Calcium binds to oxalate in the body and starts to form calcium oxalate. Foods containing high levels of oxalates exacerbate this process, especially in people that have a sensitivity to oxalates. In 75-percent of kidney stone cases, oxalates are responsible for the condition.
When concentrations of calcium oxalate in the blood become higher than usual, our kidneys become overwhelmed and, as a result, they fail to excrete all of the particles. The leftover crystals begin to form kidney stones, and after a few weeks or months, you’ll start to experience the symptoms of this condition, which include throbbing pain in the middle to the lower area of the back.
Medical science recommends we lower our intake of foods containing oxalate, with guidelines stating that the recommended daily intake be between 40 to 50-milligrams. People who develop kidney stones are typically at risk of developing new stones within 10-years after passing them through urine.
1. Nuts and Nut Butter
Nuts contain healthy monounsaturated and polyunsaturated fats, providing us with a slow-burning energy source. Almonds, macadamias, walnuts, brazil nuts, and pecans are rich in vitamins, Omega-3 essential fatty acids, trace minerals, oils, and lecithin. Add some to a trail mix and take it on the road for a quick, healthy snack.
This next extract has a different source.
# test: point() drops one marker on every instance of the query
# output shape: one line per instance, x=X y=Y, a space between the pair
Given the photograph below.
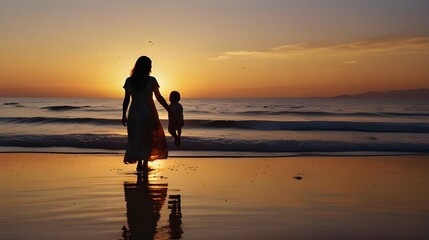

However, nuts are naturally high in levels of oxalates that form kidney stones as well. This fact doesn’t mean that nuts can’t have a place in your diet – but you need to be careful about the amount you eat. Many people on a low-carb diet choose to eat nuts due to their high-fat content and calorie-dense source of healthy nutrition. Unfortunately, many people lack variety in their food and often eat way too many nuts throughout the day.
As a result, excess oxalates combine with calcium to form kidney stones. Anyone who’s experienced the pain of passing a stone will tell you that going low-carb isn’t worth the hassle if you have to worry about developing kidney stones.